Implications concrètes
Les recherches du petit groupe pourraient avoir des implications des plus concrètes. A condition de percer tous les mystères. «L’érosion peut faire de gros dégâts sur les machines de production, sur les turbines, sur les bateaux ou encore sur les lanceurs de fusées. Mais cette érosion peut également s’avérer positive. C’est notamment le cas pour la stérilisation d’outils chirurgicaux, où ces bulles s’attaquent aux bactéries. A terme, nos recherches pourraient permettre de traiter les tendinites, l’arthrose, voire les tumeurs.»

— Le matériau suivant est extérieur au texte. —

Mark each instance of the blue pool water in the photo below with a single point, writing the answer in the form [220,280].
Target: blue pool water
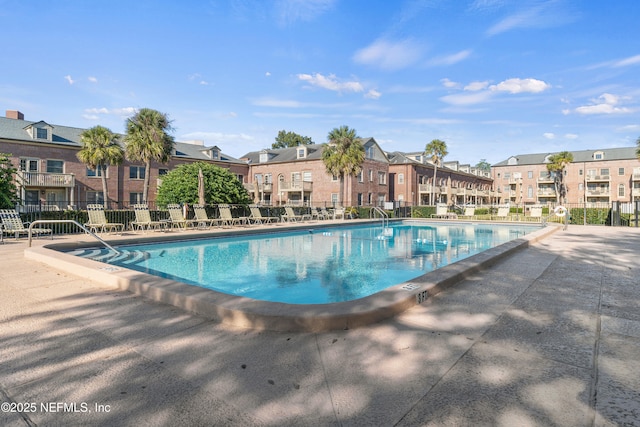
[312,266]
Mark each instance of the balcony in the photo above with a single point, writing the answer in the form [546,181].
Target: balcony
[598,178]
[295,186]
[49,180]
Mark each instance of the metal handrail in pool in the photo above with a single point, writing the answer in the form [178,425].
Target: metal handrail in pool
[59,221]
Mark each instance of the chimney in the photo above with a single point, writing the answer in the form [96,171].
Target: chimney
[14,114]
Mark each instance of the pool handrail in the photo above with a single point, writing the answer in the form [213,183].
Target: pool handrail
[60,221]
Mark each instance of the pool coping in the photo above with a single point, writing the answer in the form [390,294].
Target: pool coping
[265,315]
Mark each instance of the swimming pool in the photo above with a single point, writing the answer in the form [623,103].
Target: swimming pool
[312,266]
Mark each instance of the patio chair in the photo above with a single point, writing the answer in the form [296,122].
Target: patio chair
[535,214]
[177,219]
[202,220]
[12,224]
[227,219]
[143,220]
[290,216]
[469,213]
[502,215]
[442,211]
[257,217]
[98,221]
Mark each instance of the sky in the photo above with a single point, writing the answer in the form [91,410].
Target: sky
[491,78]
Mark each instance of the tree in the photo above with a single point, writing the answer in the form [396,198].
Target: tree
[344,155]
[100,149]
[436,150]
[147,140]
[290,139]
[556,165]
[483,165]
[8,191]
[180,185]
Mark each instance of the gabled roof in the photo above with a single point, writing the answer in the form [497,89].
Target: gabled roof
[622,153]
[17,130]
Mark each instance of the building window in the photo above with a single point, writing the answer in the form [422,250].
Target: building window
[97,172]
[55,166]
[136,172]
[42,133]
[29,165]
[135,198]
[95,197]
[382,178]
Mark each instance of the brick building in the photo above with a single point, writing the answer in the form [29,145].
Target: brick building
[595,176]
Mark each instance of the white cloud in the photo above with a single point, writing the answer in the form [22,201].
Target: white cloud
[604,104]
[476,86]
[389,55]
[331,82]
[520,86]
[450,59]
[632,60]
[450,84]
[373,94]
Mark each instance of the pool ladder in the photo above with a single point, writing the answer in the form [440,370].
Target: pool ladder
[383,215]
[60,221]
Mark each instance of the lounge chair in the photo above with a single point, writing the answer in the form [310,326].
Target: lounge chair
[143,219]
[98,221]
[202,220]
[317,214]
[469,213]
[290,216]
[177,219]
[227,219]
[502,215]
[257,217]
[442,211]
[12,224]
[535,214]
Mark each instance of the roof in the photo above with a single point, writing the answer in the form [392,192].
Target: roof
[622,153]
[15,129]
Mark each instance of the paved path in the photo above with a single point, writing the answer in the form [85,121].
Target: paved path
[547,337]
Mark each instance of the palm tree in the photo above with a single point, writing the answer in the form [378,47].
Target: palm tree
[147,140]
[100,149]
[344,154]
[556,165]
[437,150]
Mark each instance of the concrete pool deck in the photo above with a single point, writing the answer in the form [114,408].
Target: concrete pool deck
[548,336]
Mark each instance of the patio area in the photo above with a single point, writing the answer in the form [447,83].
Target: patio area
[548,336]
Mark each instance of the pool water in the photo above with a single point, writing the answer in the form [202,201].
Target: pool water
[312,266]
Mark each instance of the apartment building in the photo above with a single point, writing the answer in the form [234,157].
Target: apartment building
[597,176]
[50,176]
[297,175]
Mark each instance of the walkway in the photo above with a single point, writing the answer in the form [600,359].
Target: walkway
[548,337]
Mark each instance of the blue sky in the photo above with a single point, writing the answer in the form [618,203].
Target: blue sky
[491,78]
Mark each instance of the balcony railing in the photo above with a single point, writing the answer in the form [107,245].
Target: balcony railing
[295,186]
[40,179]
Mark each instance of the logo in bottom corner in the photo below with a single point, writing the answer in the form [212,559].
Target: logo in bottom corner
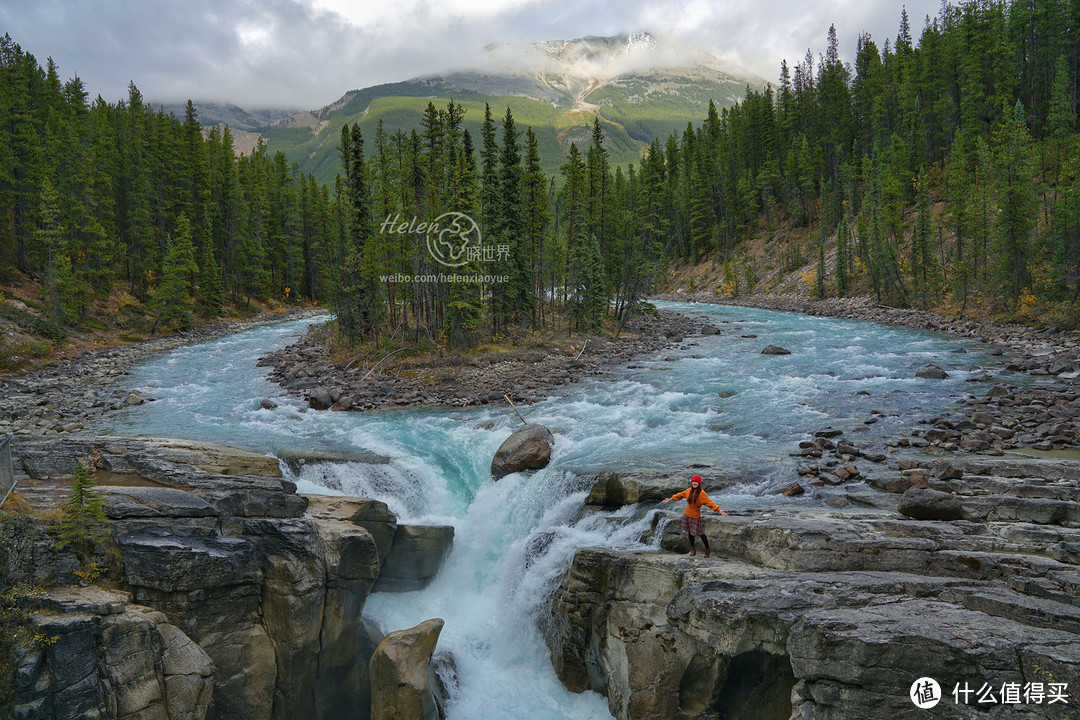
[926,693]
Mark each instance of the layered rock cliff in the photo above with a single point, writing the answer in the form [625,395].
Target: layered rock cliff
[812,612]
[234,597]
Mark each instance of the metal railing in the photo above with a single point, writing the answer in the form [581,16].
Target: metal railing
[7,476]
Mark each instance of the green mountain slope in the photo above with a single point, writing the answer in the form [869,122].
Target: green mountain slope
[631,82]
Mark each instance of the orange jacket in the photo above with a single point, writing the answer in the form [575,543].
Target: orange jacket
[693,510]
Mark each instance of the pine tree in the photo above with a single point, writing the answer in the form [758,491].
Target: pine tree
[537,218]
[172,297]
[1015,200]
[58,284]
[922,263]
[463,307]
[84,526]
[842,258]
[211,295]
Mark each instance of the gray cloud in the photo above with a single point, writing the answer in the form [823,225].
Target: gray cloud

www.flashandsplash.ch (24 heures)

Créé: 02.04.2013, 07h22

Vol parabolique, mode d’emploi

Les vols paraboliques décollent de l’aéroport de Bordeaux-Mérignac (F). A bord d’un Airbus A 300 aménagé à cet effet, le Zero G, les candidats à l’apesanteur montent jusqu’à 20 000 pieds (6100 m) avant que l’avion ne se cabre à 47% et vise les nuages. «L’avion accélère, on est collé à nos sièges pendant vingt secondes, qui en paraissent quarante, se souvient Philippe Kobel. Puis la poussée des moteurs est presque coupée.»

On entre dans la deuxième phase de la parabole. Toutes les forces aérodynamiques subies par l’avion s’annulent, ses occupants sont en situation de chute libre durant vingt-deux secondes et flottent dans la carlingue. L’Airbus poursuit sa trajectoire parabolique, dont le sommet culmine à 28 000 pieds (8,5 km), avant de piquer du nez.

Le premier vol commercial européen a effectué un vol comprenant 15 paraboles de vingt-deux secondes. Les vols scientifiques effectuent 31 paraboles de même durée.